UFB speeds – expectation versus reality
FYI, this story is more than a year old
I am finding that a number of us at DTS are regularly being asked by clients, and by potential clients during the sales process, what they can realistically expect in terms of speeds from UFB GPON services, and in particular, the Bitstream2 and 2a class of services.
Service schedules for these services may state that the circuits are capable of up to 100Mbps or 200Mbps symmetrical speeds, but given these services are largely best effort, what will actual speeds be?
DTS now has UFB handovers with Chorus in 10 regions, UFF in 3 regions, Northpower in Whangarei, and Enable in Christchurch. The first point to make is that across these 4 providers we do not see a wide ranging set of speeds experienced, that is to say, there is no clear difference in the speeds experienced by clients across regions and/or suppliers.
Almost without fail, the first thing almost every connected client does is run a speed test to a national destination, and in virtually every case the speed reported is within 10Mbps of the maximum attainable service speed in both directions.
There is certainly fluctuation from that point on, but we have not seen any circuit dip below half of its potential throughout in any tests run in any region.
That is the reality now, but as advertised circuit speeds continue to march towards 1Gbps and customer uptake increases resulting in splitter cabinets becoming more congested, do ISPs need to be re-enforcing the best effort nature of GPON services?
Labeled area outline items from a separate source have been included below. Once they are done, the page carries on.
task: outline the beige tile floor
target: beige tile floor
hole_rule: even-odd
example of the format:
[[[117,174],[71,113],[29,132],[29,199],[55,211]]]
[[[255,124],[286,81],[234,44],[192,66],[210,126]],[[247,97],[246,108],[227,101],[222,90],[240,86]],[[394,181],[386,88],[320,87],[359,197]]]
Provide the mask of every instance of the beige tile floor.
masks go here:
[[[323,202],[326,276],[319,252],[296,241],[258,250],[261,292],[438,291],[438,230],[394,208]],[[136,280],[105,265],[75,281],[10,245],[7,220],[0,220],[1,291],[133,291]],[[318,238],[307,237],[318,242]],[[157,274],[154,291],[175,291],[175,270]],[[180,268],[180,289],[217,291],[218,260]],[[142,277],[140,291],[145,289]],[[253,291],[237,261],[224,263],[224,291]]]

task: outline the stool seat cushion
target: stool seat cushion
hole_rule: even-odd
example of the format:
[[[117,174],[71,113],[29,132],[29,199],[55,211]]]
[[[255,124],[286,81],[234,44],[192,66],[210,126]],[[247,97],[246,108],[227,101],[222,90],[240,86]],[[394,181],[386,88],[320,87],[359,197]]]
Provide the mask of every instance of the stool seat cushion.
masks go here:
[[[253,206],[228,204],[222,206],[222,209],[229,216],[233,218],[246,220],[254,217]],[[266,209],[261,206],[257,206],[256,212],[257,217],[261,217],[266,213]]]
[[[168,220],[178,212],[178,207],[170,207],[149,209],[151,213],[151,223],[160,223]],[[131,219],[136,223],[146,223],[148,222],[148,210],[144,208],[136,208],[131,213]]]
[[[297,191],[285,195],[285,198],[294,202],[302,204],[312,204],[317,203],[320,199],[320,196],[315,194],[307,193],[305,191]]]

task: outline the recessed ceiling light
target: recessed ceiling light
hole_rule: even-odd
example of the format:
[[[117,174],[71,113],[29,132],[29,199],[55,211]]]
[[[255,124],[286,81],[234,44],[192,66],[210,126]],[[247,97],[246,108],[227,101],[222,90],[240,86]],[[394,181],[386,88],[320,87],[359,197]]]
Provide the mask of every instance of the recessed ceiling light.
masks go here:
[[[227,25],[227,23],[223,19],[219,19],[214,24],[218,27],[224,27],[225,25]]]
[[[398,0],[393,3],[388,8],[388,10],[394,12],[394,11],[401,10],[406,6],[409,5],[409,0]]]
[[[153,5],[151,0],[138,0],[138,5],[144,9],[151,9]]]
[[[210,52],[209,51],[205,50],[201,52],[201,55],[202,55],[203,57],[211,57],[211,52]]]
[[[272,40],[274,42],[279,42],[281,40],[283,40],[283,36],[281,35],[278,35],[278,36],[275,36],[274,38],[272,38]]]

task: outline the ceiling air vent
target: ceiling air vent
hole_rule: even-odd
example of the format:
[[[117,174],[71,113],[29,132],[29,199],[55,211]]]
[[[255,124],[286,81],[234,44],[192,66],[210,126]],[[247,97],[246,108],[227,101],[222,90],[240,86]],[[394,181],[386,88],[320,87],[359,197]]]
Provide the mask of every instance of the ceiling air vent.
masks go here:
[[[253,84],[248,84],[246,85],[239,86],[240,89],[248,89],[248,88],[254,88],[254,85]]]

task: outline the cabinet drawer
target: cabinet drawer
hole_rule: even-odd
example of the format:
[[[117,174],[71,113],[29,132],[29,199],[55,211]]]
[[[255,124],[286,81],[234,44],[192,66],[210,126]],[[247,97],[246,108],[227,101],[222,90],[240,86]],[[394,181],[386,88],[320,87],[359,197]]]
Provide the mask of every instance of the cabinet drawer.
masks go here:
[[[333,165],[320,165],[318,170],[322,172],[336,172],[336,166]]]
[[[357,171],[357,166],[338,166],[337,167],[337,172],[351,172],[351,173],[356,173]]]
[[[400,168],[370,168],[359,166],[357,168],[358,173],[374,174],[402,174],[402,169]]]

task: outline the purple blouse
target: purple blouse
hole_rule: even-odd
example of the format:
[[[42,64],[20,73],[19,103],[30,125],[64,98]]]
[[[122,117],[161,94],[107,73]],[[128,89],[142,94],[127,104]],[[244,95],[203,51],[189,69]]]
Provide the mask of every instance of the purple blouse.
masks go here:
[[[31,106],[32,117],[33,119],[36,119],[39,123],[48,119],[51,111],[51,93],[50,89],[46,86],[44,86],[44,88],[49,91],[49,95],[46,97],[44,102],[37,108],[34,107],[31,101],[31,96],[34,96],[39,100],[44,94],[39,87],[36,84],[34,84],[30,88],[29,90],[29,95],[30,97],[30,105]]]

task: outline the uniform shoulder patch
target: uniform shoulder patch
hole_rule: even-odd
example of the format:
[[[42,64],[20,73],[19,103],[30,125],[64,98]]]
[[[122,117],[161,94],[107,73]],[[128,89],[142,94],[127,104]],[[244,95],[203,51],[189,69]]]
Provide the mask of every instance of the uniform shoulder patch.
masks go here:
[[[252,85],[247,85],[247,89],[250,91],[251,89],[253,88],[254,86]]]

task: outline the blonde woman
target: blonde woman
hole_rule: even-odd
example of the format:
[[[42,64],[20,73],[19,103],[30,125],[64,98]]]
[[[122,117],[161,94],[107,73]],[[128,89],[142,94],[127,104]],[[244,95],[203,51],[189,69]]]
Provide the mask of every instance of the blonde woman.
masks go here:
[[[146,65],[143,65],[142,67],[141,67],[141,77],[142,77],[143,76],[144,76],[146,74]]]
The first clear point we tell clients is that if they have a need for committed bandwidth over and above 2.5Mbps, the BS2 and BS2a services are not for them. In that case they need to cast their eyes over to BS3a and BS4/P2P/HSNS services (lots of different names for essentially the same thing).
But, if all they are looking for is faster browsing and fast access to non-real time applications, then BS2 and BS2a services are going to be better than any copper service they currently have, and are also likely to be much faster than existing 50Mbps committed services more often than not. What we can’t tell them is how much faster these services will be or for how long.
The other point we make is that a 100Mbps circuit does not mean that will be the speed reached to international speedtest servers or when downloading international content via a single thread. We often point people to this old post of ours for more information on that particular point.
All said and done, this is a best effort service, but speeds to date are pretty sharp, and certainly compare well against advertised headline speeds. The lack of clarity on the actual speeds one can expect over UFB services is offset by the cost savings it provides when compared against P2P class services such as HSNS.